I shuffled through several drawers in MICA’s printing studio, looking for the perfect typeface to spell out the title of one of Edgar Allen Poe’s most famous and haunting poems, “Annabel Lee”. Not only was looking for an appropriate size for the title, one that could properly visualize and foreshadow the magnitude of the poem, a challenge, but also finding a font that had the right “feel”. I believe I have a vague sense of what fonts should be used in what situations. Some fonts feel very traditional like Times New Roman, while others feel very modern like Helvetica, and some are rage inducing, like Comic Sans. I’m fascinated by how different fonts can have different personalities, and I’m not quite sure what is it about the anatomy of typefaces that can integrate an emotional dimension to type.
The closest analogy I can think of is that different fonts are like different voices, each with a unique character. Just as the voice of a speaker can influence the impact of his words, I strongly believe that printed material has the capacity to do the same with the use of fonts. This is clearly evident in commercially printed material like magazines and advertisements.

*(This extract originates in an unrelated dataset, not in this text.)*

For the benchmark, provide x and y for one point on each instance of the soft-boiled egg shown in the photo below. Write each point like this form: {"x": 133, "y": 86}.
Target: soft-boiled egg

After shuffling through a dozen more drawers, I found it the perfect font, “Dante”. The serifs resembled sharp horns, but the overall shape of the font was bold enough to carry the “weight” of the poem’s title.
If it weren’t for the invention of the printing press, the art of typography would not nearly be a flourished as it is today. It has opened a new world of visual arts that has allowed designers to explore how text can express different emotions, detached from the content of the text. Normally when we read books, we forget acknowledge the effort that was put in to designing the typeface. It’s a subtle art that only those who read between the lines can begin to appreciate.